Civ. Bruxelles (sais.), 27 mai 1999 (Rev. Not. octobre 1999, p. 578)

 

I. SAISIE‑EXÉCUTION IMMOBILIÈRE. ‑ CAHIER DES CHARGES NATIONAL. ‑ CONTREDIT. ‑ PARTIES À LA CAUSE. ‑ NOTAIRE COMMIS. CHAMBRE DES NOTAIRES. ‑ INTERVENTION IRRECEVABLE. ‑ II. CHAMBRE DES NOTAIRES. ‑ COMPÉTENCE. ‑ USAGES. ‑ III. SAISIE‑EXÉCUTION IMMOBILIÈRE. ‑ CAHIER DES CHARGES NATIONAL. ‑ CLAUSE RELATIVE AUX FRAIS. ‑ FORFAIT ÉTABLI PAR LA CHAMBRE. ‑ REJET

 

I.‑ En matière de saisie‑exécution immobilière, le notaire commis n’est pas partie au procès; la communication qui lui est faite par le greffe n’a lieu que pour son information et non pas pour l’inviter à prendre part au débat.

 

II.‑ L’intervention de la Chambre des notaires est irrecevable; elle n’a pas d’intérêt propre, patrimonial ou moral.

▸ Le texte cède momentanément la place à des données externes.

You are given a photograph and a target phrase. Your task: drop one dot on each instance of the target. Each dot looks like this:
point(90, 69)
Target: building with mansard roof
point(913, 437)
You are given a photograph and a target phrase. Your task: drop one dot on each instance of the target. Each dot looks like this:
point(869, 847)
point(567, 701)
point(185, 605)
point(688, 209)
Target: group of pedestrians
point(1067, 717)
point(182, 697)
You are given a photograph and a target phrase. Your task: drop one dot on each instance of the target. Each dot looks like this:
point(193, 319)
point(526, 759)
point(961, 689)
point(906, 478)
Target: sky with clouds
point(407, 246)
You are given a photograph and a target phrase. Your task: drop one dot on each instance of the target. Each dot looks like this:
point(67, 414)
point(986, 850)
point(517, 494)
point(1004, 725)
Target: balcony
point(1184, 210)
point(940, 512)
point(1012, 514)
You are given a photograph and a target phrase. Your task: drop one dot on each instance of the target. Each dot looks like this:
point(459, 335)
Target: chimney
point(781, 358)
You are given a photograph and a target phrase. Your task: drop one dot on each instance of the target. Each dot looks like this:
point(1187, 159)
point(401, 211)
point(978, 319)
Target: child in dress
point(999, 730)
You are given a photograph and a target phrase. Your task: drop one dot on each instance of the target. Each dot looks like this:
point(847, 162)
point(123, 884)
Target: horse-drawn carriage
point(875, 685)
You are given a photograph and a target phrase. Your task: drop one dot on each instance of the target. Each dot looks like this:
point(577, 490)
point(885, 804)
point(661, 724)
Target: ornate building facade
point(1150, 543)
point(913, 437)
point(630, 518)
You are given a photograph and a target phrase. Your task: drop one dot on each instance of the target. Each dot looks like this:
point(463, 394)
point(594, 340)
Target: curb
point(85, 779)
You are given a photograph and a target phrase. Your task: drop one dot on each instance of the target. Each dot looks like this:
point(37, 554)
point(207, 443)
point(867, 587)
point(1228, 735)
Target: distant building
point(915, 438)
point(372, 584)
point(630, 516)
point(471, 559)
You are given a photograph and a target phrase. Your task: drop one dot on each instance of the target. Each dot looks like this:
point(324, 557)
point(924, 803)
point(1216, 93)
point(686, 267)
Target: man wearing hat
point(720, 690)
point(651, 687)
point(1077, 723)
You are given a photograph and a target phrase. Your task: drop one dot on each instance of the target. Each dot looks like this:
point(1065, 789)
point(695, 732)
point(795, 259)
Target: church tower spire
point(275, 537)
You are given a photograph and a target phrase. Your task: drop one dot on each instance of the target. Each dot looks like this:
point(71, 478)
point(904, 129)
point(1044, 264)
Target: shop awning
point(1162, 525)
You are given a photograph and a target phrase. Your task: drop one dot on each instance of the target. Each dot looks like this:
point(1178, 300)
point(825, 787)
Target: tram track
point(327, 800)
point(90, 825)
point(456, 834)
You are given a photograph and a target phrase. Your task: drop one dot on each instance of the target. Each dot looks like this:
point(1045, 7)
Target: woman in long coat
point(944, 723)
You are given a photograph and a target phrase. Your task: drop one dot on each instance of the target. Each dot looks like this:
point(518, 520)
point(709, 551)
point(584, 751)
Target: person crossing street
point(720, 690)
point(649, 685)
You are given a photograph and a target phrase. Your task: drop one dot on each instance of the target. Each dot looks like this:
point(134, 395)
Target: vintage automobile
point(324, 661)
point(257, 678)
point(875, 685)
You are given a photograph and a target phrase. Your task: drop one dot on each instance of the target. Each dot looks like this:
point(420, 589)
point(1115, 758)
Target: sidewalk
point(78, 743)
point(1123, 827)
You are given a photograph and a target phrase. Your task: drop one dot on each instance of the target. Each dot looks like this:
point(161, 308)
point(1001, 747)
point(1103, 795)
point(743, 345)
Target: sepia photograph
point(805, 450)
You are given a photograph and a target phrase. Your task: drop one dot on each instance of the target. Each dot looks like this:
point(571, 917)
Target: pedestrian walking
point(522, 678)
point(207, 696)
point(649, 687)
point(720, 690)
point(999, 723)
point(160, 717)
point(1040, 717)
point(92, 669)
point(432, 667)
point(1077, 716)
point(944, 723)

Aucune disposition de l’arrêté de nivôse ne justifie davantage son intervention.

 

III. ‑ Aucune disposition légale ne permet au notaire de prendre en considération autre chose que le montant exact des frais d’adjudication, pour l’application de l’article 1585 du Code judiciaire; il y a lieu de comprendre sous cette rubrique tous ceux sans lesquels l’adjudication ne pourrait se tenir dans le respect des règles; ceux dont le montant exact n’est pas connu lors de la confection du cahier des charges sont néanmoins susceptibles d’une évaluation provisoire et doivent être réservés.

 

IV. ‑ La Chambre des notaires ne peut prétendre imposer un nouvel usage dans la matière des frais d’une adjudication publique sur saisie-exécution immobilière; elle ne peut prendre de règlement ayant pour objet des droits ou des obligations de nature civile, ni de règlement destiné à régir les droits dés tiers.